Oct 05 2010

Barriers to Reducing IT Costs & Cybersecurity Awareness


Response Roadblocks

When staring down the ongoing budget crisis, many IT departments in higher education have sought ways to reduce costs, but have often been stymied in the process. According to the 2010 EDUCAUSE study, Responding to Recession: IT Funding and Cost Management in Higher Education, the No. 1 barrier to reducing IT costs is the unacceptability of reducing service levels on campus (according to 49 percent of respondents).

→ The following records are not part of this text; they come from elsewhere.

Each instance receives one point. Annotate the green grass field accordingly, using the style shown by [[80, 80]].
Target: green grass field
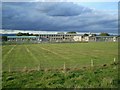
[[73, 55], [63, 65]]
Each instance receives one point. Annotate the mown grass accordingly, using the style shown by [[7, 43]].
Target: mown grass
[[55, 55], [42, 65], [95, 77]]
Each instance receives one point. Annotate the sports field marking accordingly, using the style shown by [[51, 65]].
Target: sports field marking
[[54, 53]]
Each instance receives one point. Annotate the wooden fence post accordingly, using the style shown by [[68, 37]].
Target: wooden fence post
[[9, 68], [64, 68], [92, 63], [114, 60]]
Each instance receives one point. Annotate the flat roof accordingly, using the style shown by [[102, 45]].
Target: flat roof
[[22, 36]]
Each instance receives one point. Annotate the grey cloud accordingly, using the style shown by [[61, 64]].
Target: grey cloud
[[56, 17]]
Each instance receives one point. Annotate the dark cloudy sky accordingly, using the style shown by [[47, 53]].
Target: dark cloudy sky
[[61, 16]]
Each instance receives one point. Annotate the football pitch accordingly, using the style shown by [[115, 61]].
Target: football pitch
[[58, 55]]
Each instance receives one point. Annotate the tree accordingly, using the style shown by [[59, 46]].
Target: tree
[[104, 34], [71, 32]]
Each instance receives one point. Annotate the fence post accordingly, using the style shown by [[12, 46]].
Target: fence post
[[9, 67], [39, 67], [92, 63]]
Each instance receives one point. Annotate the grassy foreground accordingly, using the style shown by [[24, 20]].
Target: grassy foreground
[[67, 65], [74, 55], [105, 76]]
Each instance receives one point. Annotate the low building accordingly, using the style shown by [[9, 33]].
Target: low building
[[104, 38], [63, 38]]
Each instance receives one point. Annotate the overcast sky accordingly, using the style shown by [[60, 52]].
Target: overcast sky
[[61, 16]]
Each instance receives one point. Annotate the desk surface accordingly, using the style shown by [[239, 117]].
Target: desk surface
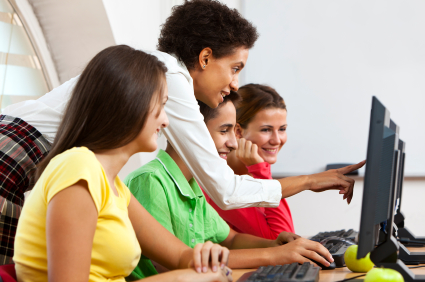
[[338, 273]]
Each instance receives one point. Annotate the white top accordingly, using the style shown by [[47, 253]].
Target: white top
[[45, 113], [187, 133]]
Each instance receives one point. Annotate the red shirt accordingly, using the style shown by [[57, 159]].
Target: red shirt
[[262, 222]]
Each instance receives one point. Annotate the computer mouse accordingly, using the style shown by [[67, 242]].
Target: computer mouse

Barriers to Reducing IT Costs

49.1%   Unacceptability of reducing service levels
32.5%   Resistance to change outside the IT organization
29.4%   Lack of availability of upfront funding
19.6%   Insufficient staff skills in central IT
19%      Lack of executive sponsorship for change
12.8%   Decentralized nature of IT management
16.6%   Institutional budget policies
15.3%   Collective bargaining agreements
11.7%   Resistance to change within IT
11.7%   Other

Source: Responding to Recession: IT Funding and Cost Management in Higher Education, EDUCAUSE

Cybersecurity Awareness

October is National Cyber Security Awareness Month. The rash of recent data breaches, such as the one reported by the University of Maine on June 29, shows that cybersecurity is an ongoing struggle for institutions. The National Cyber Security Alliance has developed a cybersecurity tip sheet for college administrators, which offers valuable tips for addressing unique college campus security concerns. Schools are advised to follow these suggestions, among others:

  • Set policies on e-mail and network logons that require students to use long, complex passwords that they are prompted to update at least every 60 days.
  • Include or update cybersecurity best practices in student handbooks and orientation materials.
  • Create a plan to notify students, faculty and staff in the event of a data breach.

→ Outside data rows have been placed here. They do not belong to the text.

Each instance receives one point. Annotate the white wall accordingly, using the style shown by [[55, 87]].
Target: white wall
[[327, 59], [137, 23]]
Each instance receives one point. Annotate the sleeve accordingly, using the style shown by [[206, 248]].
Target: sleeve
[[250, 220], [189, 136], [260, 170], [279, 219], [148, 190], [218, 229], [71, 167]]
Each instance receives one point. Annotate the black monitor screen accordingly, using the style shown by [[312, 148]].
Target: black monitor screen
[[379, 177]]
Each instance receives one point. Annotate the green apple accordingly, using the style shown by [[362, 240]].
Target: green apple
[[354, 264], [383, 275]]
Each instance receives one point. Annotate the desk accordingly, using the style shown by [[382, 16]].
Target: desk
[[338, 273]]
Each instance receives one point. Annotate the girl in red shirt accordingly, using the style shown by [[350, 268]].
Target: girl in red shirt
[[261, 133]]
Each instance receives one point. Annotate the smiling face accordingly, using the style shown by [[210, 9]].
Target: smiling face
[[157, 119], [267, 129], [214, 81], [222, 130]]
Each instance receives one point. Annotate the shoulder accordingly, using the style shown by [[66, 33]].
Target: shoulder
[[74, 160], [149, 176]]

Source: National Cyber Security Alliance (staysafeonline.org)

Much Ado About Plagiarism

Plagiarism in higher education is a hotly debated topic. Students' familiarity and reliance on the Internet for research has led many to believe that Internet-based plagiarism is rampant, but is it really? Not according to “Rational Ignorance in Education: A Field Experiment in Student Plagiarism,” a study conducted by Thomas S. Dee and Brian A. Jacob for the National Bureau of Economic Research. The study reports that plagiarism occurred in 3.3 percent of the research papers examined in the study. The quick fix? A web-based tutorial on understanding and avoiding plagiarism reduced instances to 1.3 percent.

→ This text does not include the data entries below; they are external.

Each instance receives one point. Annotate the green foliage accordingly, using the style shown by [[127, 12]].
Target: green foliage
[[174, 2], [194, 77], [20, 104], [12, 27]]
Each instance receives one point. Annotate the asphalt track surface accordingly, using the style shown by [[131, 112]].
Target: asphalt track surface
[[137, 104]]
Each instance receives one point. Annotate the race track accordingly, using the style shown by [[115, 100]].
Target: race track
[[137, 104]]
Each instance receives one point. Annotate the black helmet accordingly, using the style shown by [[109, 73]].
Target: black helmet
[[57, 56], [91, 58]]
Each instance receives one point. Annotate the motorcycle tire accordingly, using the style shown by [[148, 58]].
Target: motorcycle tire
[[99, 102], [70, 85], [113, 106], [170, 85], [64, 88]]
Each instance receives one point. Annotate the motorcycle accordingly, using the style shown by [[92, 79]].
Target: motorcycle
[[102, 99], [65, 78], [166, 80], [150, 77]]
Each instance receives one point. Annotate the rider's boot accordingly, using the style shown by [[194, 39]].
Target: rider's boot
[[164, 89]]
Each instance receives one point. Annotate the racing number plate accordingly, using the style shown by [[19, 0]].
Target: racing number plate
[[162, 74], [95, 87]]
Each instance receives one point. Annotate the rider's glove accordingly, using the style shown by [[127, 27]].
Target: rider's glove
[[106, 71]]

Source: “Rational Ignorance in Education: A Field Experiment in Student Plagiarism,” Thomas S. Dee and Brian A. Jacob

A (Not So Great) Need for Speed

The Federal Communications Commission report “Broadband Performance,” released in August, which was used to craft the National Broadband Plan, reveals some interesting information about the state of broadband in the United States. Among other things, the report notes that actual download-speed demands ranged from 0.5 to 7 megabits per second, and that 4Mbps is sufficient for 80 percent of users. The report also notes that usage is increasing with greater adoption of video and interactive applications.